In order for Facebook IP ranges to be blackholed by a 'configuration error' the following conditions would have to be met/breached.
Background
-
A major network like the one Facebook has will peer with other network providers at multiple locations in multiple DC's
-
Large networks like this will have out of band (OOB) access to border routers (think modem via a mobile phone link)
-
Large companies with critical assets have very strict change control procedures
Change control is a key area to understand with regards to this outage. Most people might not be aware, but it is often a quite involved process that incorporates a number of checks and failsafes.

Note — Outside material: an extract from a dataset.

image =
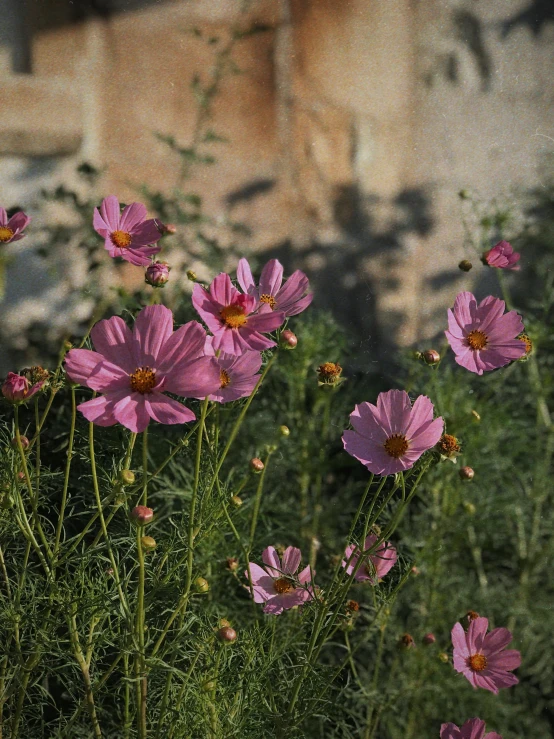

Consider a 'normal' change for a large company.
-
Someone in the business decides that a change needs to be made for whatever reason, so they raise a change request.
-
This initial change request will often be high level, and a business approver will have to sign it off as required and worth the risk
-
Technical engineers will create a more detailed change request, this will include such things as
-
Details of what is going to be changed and why, and on what equipment
-
Identify if the change poses a risk to critical services
-
A detailed change script of what actual changes will be performed, including a backout plan should the change fail
-
Key services will be identified before hand and a test plan put in place to occur prior to the change (to make sure it's all ok) and a re-run of the tests after the change has been made.
-
Another engineer will peer review the detailed change request and provide technical approval, or push back on things that might be wrong or unclear. They also provide assurance that the technical changes being made will actually achieve the stated business goals
-
Once all this is done the change will go to a final approval team who have a 'big picture' view and can juggle changes between various Data Centers and ensure there are no overlaps between different change requests that could cause unexpected issues.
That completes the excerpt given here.